A Brilliant Young Mind Filmi Ve Üstün Yeteneklilerin Yaşadığı Sorunlar

Hiç bir matematikselliği olmayan doğayla iletişim kuramam, bu çok zor. Çünkü ben pek konuşmam, insanlar ya söyleyecek bir şeyimin olmadığını ya da salak olduğumu düşünürler. Bu doğru değil. Söyleyecek çok şeyim var. Sadece korkuyorum.”

Yukarıdaki satırlar A Young Brilliant Mind filminin başlangıcında karakter Nathan Ellis’in söyledikleri. Üstün yetenekli bireylerin yaşadıkları sosyal sorunların anlaşılması açısından oldukça değerli noktalar içeriyor.

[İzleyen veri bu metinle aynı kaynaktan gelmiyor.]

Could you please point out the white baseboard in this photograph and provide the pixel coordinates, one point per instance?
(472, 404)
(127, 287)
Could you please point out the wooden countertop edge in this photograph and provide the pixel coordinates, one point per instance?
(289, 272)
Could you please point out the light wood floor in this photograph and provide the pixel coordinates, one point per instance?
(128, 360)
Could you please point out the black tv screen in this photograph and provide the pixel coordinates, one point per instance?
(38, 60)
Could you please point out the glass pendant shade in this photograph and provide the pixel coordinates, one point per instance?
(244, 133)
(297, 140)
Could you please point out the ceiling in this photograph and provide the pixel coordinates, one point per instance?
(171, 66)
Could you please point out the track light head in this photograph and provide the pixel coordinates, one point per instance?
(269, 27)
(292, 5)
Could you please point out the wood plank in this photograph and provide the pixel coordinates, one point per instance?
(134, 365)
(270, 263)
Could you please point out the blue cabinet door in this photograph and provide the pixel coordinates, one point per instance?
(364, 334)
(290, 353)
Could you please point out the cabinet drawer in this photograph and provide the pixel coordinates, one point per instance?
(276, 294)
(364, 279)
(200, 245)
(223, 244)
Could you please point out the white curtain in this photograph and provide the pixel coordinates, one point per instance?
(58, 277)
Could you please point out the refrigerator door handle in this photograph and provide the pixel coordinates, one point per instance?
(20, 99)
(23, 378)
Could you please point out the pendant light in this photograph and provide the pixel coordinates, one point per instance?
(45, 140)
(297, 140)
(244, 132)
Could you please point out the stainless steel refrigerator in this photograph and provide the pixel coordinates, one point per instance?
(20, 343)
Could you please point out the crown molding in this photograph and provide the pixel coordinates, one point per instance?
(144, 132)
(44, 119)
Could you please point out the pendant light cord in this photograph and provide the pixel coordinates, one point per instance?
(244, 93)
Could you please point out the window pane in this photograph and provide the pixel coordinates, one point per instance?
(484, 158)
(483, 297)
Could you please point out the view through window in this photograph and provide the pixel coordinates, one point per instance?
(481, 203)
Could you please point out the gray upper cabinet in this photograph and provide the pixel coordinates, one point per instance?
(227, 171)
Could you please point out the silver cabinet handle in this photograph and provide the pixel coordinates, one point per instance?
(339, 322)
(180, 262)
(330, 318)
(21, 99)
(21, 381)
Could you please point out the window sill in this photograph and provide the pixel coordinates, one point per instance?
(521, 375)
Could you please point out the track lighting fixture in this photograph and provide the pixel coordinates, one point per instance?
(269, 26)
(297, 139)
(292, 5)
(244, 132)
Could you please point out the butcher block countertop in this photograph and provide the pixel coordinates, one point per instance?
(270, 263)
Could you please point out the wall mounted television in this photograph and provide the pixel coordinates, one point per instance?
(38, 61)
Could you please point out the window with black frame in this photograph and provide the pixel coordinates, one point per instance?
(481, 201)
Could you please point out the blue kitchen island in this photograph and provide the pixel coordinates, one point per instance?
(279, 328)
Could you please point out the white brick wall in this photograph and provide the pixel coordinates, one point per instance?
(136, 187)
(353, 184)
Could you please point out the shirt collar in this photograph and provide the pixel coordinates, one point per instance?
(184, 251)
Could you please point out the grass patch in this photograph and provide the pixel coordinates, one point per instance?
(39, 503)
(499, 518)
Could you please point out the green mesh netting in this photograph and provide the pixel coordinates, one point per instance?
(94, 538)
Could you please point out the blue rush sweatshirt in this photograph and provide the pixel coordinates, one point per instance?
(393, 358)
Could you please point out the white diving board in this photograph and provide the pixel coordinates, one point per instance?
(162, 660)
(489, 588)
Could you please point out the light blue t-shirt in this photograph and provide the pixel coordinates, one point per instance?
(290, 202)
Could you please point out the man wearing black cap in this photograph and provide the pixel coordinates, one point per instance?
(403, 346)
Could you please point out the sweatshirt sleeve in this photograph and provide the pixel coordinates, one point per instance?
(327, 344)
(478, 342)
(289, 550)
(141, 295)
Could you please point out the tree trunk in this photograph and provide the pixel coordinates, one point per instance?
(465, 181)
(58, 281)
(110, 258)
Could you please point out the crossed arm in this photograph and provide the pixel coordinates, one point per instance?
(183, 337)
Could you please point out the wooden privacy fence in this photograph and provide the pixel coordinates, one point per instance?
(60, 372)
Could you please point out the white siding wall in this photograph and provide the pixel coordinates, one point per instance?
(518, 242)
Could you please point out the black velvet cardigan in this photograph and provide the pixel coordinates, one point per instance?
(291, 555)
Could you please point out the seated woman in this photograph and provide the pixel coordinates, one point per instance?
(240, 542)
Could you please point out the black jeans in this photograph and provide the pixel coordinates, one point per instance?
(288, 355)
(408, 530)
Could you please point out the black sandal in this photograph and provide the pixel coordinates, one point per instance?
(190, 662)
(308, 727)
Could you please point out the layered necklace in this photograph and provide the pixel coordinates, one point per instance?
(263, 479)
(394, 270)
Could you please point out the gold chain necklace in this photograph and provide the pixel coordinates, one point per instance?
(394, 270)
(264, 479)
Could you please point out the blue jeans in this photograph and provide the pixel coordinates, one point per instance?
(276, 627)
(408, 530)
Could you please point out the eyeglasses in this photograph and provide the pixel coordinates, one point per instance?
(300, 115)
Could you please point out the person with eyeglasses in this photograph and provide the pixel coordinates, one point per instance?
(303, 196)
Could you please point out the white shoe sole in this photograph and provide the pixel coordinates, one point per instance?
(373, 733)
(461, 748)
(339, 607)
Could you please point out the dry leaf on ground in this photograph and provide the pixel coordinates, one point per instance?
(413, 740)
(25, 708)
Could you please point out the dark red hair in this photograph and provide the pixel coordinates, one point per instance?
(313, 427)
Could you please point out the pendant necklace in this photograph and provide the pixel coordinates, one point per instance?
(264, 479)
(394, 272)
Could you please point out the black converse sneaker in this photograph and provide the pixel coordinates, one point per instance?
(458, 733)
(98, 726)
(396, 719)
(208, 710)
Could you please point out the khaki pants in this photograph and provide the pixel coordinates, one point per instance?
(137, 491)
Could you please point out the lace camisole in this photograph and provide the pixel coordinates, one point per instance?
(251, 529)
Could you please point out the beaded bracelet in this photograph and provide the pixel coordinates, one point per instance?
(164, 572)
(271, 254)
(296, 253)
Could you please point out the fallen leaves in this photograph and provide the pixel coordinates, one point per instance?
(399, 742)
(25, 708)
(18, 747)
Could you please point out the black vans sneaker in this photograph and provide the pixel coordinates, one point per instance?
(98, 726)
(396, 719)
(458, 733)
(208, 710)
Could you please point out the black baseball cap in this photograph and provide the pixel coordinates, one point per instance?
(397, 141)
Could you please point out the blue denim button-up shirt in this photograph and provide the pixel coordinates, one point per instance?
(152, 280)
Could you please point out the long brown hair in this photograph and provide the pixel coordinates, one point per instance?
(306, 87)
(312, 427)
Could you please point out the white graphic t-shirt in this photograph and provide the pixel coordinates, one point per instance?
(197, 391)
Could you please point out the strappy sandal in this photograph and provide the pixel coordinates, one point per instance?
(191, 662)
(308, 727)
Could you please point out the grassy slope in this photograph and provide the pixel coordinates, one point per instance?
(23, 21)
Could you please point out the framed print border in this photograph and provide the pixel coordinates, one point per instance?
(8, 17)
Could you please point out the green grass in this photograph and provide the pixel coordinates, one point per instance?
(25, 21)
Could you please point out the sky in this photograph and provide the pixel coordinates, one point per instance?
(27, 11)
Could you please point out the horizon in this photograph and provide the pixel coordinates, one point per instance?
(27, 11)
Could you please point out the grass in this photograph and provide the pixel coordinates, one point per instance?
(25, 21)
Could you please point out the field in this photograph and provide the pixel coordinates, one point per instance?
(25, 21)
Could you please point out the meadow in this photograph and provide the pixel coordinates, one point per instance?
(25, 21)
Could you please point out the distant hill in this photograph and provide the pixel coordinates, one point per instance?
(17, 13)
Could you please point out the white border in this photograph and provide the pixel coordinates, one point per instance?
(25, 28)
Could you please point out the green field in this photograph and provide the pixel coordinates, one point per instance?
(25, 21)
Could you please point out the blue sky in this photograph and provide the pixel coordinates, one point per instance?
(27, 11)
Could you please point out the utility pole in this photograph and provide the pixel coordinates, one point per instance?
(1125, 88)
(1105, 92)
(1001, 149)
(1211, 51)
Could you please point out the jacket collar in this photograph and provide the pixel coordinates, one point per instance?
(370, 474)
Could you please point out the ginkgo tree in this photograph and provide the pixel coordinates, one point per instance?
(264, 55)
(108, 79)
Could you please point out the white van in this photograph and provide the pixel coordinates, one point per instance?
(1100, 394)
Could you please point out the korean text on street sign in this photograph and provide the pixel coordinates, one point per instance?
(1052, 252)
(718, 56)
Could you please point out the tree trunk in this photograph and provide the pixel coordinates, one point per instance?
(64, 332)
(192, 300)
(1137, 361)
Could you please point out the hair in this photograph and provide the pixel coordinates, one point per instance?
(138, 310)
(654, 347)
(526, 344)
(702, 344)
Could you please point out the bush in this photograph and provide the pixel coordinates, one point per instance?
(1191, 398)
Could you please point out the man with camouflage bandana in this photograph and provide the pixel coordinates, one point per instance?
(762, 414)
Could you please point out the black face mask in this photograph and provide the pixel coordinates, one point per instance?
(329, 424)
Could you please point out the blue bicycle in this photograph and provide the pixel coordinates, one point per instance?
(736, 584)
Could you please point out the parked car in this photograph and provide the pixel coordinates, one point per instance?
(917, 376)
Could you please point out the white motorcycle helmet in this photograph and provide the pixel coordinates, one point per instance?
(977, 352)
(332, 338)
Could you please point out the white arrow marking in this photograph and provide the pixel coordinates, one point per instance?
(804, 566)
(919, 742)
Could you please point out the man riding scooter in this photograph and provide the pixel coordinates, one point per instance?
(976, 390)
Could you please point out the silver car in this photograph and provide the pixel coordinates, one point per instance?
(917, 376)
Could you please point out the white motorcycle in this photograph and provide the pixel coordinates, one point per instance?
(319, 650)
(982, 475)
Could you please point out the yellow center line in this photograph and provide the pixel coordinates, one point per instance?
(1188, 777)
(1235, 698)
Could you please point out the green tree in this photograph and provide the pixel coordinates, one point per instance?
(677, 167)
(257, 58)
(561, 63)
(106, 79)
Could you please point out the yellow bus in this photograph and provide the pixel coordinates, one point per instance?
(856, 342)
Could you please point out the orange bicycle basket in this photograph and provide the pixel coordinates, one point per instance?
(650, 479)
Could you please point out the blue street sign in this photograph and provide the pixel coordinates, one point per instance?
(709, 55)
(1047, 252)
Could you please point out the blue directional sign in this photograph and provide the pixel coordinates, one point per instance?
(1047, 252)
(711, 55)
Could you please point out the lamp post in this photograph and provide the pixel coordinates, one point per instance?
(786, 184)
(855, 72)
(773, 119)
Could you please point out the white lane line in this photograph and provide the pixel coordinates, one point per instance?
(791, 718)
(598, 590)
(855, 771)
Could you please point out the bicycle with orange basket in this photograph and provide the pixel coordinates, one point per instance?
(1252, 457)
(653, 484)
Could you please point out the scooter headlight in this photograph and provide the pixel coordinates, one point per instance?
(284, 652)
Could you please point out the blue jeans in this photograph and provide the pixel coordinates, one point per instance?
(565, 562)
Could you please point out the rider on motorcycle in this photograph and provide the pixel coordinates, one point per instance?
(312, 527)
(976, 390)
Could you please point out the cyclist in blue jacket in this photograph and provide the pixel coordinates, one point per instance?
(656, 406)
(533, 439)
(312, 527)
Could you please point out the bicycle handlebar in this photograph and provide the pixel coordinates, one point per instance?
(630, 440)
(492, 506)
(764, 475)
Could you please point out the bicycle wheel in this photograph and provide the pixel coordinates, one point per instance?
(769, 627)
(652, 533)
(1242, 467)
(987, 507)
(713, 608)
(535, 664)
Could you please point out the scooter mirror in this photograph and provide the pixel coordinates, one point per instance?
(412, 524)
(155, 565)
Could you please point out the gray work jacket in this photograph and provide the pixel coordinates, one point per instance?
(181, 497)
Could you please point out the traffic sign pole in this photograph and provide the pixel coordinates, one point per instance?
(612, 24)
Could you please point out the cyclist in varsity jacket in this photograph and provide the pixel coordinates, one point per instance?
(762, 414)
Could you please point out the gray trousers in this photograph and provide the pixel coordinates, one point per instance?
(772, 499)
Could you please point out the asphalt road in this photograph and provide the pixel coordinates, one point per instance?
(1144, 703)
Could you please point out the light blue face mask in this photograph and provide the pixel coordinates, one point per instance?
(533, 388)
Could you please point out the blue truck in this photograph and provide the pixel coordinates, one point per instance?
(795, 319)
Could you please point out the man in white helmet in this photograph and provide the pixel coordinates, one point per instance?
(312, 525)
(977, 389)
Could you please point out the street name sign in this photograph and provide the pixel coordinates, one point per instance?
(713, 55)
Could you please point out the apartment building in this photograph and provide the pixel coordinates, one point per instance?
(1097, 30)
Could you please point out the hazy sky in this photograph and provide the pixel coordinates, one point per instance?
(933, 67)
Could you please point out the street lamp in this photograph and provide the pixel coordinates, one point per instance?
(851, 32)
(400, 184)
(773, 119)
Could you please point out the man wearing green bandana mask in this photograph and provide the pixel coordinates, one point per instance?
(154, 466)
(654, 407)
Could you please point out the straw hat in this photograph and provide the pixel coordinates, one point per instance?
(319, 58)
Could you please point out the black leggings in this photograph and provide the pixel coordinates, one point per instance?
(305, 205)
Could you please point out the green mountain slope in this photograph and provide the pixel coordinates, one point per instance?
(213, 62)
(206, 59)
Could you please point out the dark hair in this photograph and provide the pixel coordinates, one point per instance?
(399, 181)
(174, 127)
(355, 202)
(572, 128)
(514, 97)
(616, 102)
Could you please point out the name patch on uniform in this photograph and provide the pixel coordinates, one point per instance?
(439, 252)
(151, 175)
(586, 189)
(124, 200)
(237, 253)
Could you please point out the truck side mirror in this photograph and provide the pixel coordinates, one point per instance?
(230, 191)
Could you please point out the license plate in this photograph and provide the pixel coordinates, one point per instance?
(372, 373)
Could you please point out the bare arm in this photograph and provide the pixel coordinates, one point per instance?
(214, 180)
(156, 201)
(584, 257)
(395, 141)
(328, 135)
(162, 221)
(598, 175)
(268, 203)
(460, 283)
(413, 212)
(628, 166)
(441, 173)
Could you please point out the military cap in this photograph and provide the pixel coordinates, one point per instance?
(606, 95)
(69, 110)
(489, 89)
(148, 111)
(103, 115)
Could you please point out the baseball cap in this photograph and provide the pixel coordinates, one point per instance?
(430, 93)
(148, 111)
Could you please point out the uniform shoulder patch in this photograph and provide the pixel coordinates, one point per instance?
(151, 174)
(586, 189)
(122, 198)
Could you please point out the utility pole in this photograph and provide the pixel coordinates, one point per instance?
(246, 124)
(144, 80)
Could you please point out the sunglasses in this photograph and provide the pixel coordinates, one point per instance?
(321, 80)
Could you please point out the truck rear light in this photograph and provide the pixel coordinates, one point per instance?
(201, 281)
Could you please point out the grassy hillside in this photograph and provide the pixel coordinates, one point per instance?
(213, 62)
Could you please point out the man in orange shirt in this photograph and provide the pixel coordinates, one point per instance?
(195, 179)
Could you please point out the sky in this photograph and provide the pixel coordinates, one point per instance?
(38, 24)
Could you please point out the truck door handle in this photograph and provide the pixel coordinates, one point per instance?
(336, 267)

Üstün yetenekli bireylerin yaşadığı sosyal sorunlar

Üstün yetenekli olarak tanımladığımız bireyler gerek akademik ihtiyaçlar yönünden gerekse sosyal-duygusal ihtiyaçlar yönünden yaşıtlarına göre farklılıklar gösterebilirler. Bu durum bireylere yaklaşımların şekillendirilmesi konusunda ciddi önem taşır.

Üstün yetenekli bireylerin ihtiyaçlarının farklılık göstermesinde bireyin bireysel özelliklerinin etkisi olduğu kadar toplumsal etkilerin de olduğu kesindir. Bireyin ihtiyaçlarının farklılaşmasında en önemli etkenlerden birisi; eş zamanlı olmayan (asynchronous development) gelişimdir. Yani üstün yetenekli birey belirli bir gelişim alanında üst düzey performans gösterirken, diğer gelişim alanlarında yaşıtlarıyla eşit ya da daha düşük performans gösteriyor olabilir. Bireylerin yaşamlarında yer eden bu eş zamanlı olmayan gelişim örüntüleri onların sosyal-duygusal anlamda daha hassas olmalarına sebep olur.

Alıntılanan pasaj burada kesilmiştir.